Pick a Place
The best places to write
They tell you in every "Introduction to Creative Writing" class to write what you know. Usually, that refers to the heavy stuff—heartbreak or the specific way your hometown smells after it rains. But I’ve realized it applies much more literally to the where.
If you try to manufacture a writer’s persona by forcing yourself into a minimalist studio with a mahogany desk, your brain might stay as blank as the walls. Sometimes, the muse doesn’t live in a studio. Sometimes, he or she’s hanging out in the Walmart shoe aisle. There is a specific clarity that comes from sitting on a cold linoleum floor, surrounded by the faint scent of rubber soles and discounted Dr. Scholl's. It’s not aesthetic, but it’s real.

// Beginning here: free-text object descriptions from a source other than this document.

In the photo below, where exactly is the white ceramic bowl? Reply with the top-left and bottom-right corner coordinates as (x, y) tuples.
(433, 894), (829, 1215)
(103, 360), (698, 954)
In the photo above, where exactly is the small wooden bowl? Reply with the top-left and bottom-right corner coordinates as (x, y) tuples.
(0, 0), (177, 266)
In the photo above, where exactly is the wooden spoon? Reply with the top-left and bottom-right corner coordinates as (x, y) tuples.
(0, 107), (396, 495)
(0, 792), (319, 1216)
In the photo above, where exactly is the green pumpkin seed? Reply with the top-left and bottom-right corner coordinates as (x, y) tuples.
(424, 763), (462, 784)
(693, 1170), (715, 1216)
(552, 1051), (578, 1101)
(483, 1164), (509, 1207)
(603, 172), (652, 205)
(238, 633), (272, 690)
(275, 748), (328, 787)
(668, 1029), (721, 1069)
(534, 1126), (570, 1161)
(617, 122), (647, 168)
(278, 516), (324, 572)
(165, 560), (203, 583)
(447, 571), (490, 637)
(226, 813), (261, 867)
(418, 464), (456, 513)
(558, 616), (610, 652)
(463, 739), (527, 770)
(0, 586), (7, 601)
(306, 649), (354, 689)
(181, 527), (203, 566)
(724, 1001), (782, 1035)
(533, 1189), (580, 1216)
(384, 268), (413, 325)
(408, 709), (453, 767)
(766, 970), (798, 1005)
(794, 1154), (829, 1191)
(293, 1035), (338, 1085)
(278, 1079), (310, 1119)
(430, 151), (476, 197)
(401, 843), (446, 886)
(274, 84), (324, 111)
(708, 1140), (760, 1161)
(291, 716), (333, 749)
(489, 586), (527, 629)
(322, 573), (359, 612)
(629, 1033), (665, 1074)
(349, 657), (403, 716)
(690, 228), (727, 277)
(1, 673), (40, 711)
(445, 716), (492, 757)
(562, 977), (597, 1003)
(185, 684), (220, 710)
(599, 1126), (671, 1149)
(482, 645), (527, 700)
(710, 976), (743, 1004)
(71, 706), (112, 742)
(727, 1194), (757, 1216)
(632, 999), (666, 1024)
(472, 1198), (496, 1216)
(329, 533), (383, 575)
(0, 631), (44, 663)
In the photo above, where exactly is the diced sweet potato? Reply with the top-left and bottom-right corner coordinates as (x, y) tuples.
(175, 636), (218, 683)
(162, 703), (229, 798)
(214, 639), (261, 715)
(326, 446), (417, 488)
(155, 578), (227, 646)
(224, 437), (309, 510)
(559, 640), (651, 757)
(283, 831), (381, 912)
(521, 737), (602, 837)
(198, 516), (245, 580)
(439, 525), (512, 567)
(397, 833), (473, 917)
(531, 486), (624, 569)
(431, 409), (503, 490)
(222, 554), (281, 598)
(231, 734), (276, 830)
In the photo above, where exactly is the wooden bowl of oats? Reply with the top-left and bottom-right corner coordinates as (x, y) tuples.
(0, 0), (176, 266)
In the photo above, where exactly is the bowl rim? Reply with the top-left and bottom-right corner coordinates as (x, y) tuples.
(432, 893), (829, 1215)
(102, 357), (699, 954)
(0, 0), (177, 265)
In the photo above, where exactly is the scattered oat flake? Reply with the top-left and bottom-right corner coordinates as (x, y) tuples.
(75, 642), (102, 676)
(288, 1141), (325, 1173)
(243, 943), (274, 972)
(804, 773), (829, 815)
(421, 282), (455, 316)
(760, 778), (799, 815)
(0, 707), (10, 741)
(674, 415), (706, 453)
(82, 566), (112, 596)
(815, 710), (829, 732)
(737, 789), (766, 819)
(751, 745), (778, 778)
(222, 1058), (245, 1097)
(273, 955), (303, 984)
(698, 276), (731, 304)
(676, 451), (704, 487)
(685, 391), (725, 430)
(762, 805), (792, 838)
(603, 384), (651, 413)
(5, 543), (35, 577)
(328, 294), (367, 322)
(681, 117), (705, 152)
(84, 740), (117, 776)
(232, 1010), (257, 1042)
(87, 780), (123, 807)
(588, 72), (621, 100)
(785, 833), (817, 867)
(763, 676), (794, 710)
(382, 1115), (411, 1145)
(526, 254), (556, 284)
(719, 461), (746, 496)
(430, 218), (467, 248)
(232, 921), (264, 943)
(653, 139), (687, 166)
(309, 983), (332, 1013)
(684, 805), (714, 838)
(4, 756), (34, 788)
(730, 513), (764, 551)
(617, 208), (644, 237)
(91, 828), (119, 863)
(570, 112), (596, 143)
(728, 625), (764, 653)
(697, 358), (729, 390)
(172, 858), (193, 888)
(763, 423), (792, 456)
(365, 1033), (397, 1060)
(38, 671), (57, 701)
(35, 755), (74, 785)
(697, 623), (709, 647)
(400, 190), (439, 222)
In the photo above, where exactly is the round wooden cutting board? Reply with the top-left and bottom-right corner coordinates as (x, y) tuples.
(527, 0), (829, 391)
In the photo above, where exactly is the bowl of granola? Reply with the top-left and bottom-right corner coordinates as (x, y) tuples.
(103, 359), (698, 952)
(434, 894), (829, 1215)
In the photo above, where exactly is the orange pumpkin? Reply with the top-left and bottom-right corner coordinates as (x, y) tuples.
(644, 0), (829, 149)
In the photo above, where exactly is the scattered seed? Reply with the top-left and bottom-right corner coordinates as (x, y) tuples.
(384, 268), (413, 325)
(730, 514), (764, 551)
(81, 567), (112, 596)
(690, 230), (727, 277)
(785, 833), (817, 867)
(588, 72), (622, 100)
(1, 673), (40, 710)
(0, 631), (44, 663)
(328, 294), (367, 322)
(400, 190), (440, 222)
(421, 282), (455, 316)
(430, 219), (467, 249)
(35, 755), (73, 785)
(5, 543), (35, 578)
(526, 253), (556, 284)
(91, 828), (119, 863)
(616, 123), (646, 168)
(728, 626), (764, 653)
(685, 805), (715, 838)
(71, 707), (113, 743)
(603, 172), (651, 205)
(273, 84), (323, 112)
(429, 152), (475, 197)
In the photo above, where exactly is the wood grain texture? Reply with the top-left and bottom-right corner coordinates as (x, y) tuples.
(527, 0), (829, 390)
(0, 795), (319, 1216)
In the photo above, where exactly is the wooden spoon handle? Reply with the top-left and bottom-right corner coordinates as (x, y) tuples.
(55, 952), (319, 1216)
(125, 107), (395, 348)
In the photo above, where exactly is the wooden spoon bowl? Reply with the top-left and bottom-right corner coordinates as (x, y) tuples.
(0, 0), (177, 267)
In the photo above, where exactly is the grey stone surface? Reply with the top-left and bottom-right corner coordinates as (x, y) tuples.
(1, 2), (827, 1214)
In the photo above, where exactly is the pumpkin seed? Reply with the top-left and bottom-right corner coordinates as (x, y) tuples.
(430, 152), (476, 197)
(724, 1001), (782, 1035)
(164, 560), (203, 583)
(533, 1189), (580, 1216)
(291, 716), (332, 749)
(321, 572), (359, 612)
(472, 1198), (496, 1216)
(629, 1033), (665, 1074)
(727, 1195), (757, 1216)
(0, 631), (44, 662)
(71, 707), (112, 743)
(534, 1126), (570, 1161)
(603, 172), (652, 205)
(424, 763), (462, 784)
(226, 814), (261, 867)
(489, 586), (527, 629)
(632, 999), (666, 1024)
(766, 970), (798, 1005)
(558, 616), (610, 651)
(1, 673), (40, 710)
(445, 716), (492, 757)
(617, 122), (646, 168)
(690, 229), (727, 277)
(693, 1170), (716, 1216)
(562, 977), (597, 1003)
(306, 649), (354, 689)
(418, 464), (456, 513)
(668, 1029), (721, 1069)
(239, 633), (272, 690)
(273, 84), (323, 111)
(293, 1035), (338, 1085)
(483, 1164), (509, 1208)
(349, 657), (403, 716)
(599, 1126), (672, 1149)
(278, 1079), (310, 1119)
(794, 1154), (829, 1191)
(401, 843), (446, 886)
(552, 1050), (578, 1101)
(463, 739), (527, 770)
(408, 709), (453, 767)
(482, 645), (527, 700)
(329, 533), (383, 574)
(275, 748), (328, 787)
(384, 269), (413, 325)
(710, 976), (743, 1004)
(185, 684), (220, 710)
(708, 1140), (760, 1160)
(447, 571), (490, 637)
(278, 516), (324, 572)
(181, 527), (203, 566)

My best work doesn’t happen because I’ve curated a vibe; it happens because I’ve leaned into the chaos of my actual life. Sometimes that means I’m hunched over a desk like a gargoyle. Other times, it’s the couch, where the crumbs in the cushions provide more inspiration than a vision board.
And quite often, the most profound sentences are formed while laying on the floor face-to-face with my dog. There is nothing like a deadline to make a dog decide your face is a gourmet lollipop. I’ll be mid-metaphor, and suddenly, a giant wet tongue resets my laptop screen. I try to contemplate the human condition, but it’s hard when my dog views my typing fingers as aggressive spiders that must be pinned down by a heavy paw for my own safety.
Don’t try to manufacture a workspace that looks like a stock photo. If your reality involves a soggy chew toy being dropped onto your spacebar or a size 12 shoe as your primary backdrop, write there. Write what you know even if what you know is that it’s impossible to be pretentious when your co-editor just sneezed directly into your open mouth.